Re: [Condor-users] AFS & Condor

On Fri, Feb 18, 2005 at 03:43:29PM -0600, Franco Milicchio wrote:
> Hi.
> I'm planning to install condor on an AFS cell. What I'm planning to do, 
> is this:
> - /afs/cell.name/proj/condor -> /afs/cell.name/proj/condor.@sys
> - install condor (linux 2.4) in /afs/cell.name/proj/condor.i386_linux24
> - install condor (linux 2.6) in /afs/cell.name/proj/condor.i386_linux26
> - install condor (macosx) in /afs/cell.name/proj/condor.ppc_darwin_70
> - have all symlinks for bin, sbin & co on @sys
> Every user using an afs account will have rights to read and write on
> /afs/cell.name/proj/condor-jobs, acl based on ip addresses will allow 
> writing on this volume.
> Now the questions :)
> Has anyone a configuration like this one?

Franco - this is basically the configuration we have at UW Computer Sciences.
Once diffence is that we have a /afs/../condor/common for arch-independent
things, like the Perl modules.

> Is it necessary a condor user? I don't think so...

You need to tell Condor a user to run as when it tries to drop it's root
privileges. A condor daemon can be one of three "users"
1. The root user 
2. The condor user
3. The actual user who submitted a job

If the condor daemons are started as root (ie a uid that can switch to
other uids) then each of those "users" need to be different uids. If you
start the condor daemons as a non-root user, then we don't try and switch
UIDs - all three users are always the same. 

When you start as root, the UIDs involved are:

1. The root user is uid 0
2. The condor user is whatever uid we can find in the password file for 
   user 'condor' - UNLESS you put in your config or environment CONDOR_IDS=x.y,
   where x and y are the UID and GID condor should use instead of looking in 
   the password file. The most common case for this is using the UID and GID
   for the unix user 'daemon'
3. The actual user depends on what we're doing, of course- on the submit side,
   when we want to write a file as a user we use seteuid() to be that user and
   write out the file.
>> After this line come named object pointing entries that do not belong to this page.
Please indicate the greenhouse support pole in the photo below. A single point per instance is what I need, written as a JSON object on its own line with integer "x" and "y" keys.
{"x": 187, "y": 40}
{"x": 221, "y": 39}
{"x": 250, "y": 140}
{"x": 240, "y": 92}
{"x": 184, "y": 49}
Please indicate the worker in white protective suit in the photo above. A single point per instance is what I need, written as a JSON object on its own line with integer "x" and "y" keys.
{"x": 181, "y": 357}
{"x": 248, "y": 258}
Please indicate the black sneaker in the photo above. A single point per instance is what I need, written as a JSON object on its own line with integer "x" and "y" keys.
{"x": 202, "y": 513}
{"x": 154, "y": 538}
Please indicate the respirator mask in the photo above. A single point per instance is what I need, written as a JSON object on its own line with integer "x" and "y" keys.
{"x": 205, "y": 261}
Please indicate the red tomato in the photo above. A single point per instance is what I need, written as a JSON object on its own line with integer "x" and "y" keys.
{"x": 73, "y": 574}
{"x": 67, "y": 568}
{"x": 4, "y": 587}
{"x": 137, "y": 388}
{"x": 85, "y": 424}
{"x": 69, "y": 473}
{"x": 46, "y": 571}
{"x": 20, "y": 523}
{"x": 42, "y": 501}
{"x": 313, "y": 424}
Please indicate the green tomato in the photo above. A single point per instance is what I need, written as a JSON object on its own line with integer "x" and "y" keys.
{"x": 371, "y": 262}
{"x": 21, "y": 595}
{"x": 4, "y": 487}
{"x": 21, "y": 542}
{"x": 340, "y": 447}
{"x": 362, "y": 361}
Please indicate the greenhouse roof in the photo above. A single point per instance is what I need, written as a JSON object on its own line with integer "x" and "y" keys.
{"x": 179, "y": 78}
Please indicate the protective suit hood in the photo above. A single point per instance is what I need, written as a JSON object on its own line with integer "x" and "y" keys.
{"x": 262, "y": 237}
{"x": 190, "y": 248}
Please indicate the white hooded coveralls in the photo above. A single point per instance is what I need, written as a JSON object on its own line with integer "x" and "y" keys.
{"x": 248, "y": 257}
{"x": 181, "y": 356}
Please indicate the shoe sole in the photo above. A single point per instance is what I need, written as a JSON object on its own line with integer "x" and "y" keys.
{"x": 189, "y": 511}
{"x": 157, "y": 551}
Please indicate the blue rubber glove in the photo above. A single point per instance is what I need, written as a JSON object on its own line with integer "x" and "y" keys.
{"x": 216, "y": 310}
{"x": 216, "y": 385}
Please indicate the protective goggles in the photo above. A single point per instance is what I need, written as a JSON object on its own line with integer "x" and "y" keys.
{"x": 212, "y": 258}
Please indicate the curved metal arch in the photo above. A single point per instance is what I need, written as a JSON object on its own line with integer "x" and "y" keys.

If we're executing a job, we look to see if we're in
   the same UID_DOMAIN as the submit machine, and if we are, we switch to the
   uid of the submitting user, otherwise we switch to 'nobody'

> How to install condor on AFS with the minimum amount of waste? I mean, 
> when I will install it on linux, I will do it first on the job 
> submitting machine... How to make the other linux machines aware of 
> condor if I share binaries and configurations?

In computer sciences, we have a local directory on every machine that is
the condor user home directory (/var/home/condor) - in there, we have
a symlink that points /var/home/condor/condor_config to 

In /afs/.../etc/condor_conifg, we define
LOCAL_CONFIG_FILE = /afs/cs.wisc.edu/unsup/condor/etc/hosts/$(HOSTNAME).local

in $(HOSTNAME).local - we define a $(LOCAL_DISK) to be the right place for
that machine (usually /scratch/condor, but not always), and then we setup a
bunch of paths to be:

SBIN = /afs/.../condor/sbin
BIN = /afs/.../condor/bin
LIB = /afs/.../condor/lib

that way, we keep most of the condor install in AFS, but machine-specific 
log files stay on the machine.

If you have AFS, you should be able to look around in 
/afs/cs.wisc.edu/unsup/condor/ and see exactly how we've got it setup - we
use @sys pretty heavily, we split our config files up into 6 different
files, so we can customize things globally, on a per-platform, and a per-host

> I'm quite confused using AFS... but it's the smartest way of sharing 
> data across multiple machines...

Only put things out in AFS that you want to update once and have everything
pick up on it, or things that change only once in a great while. Don't
put your EXECUTE, SPOOL, LOG, or LOCK directories in AFS.